Both the academic and self-care aspects of a student’s toolbox need to be functioning well so they can truly be themselves and achieve the success they were destined for. College is for most people an amazing experience! There are predominantly positive experiences, social relationships, and opportunities.
To have a positive outlook when things are going well is easy. To remember this in stressful times is more of a challenge. Ajivar’s journal feature helps students track when they feel stressed, providing them a tool that reveals ideas from their thoughts that leads to activities that alleviate stress.
Ajivar’s AI helps tease out and give insights to the students regarding emotions behind their journal entries and therefore increase self-awareness. When you are able to decrease stress, you want to make a clear connection between what actions helped you feel better and what didn’t.
Those actions that worked will become part of students’ individualized wellness toolkit in the future. When stressful events happen, they will be able to look back at what has worked in the past to decrease anxiety. With practice, those lists of what worked will eventually be instinctual, until then Ajivar is there as a reminder. As students begin to be able to calm their stressed brain, situations will look different.

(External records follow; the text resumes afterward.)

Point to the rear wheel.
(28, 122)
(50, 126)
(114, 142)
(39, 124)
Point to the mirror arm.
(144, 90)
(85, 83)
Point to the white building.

Frustration, fear, and uncertainty turn into optimism, competence, and determination. The very same situation that a stressed mind finds impossible may seem completely different when the brain is in a restful, coherent state.
A stressed brain can be deceiving, telling us things that just aren’t true. When the brain is coherent, life begins to look more manageable. This, in turn, keeps students engaged, looking for solutions, and able to perform the daily tasks needed to complete their degree.
Let Ajivar be one of the tools that helps your students believe in their ability to handle whatever comes at them, so they can achieve their goals!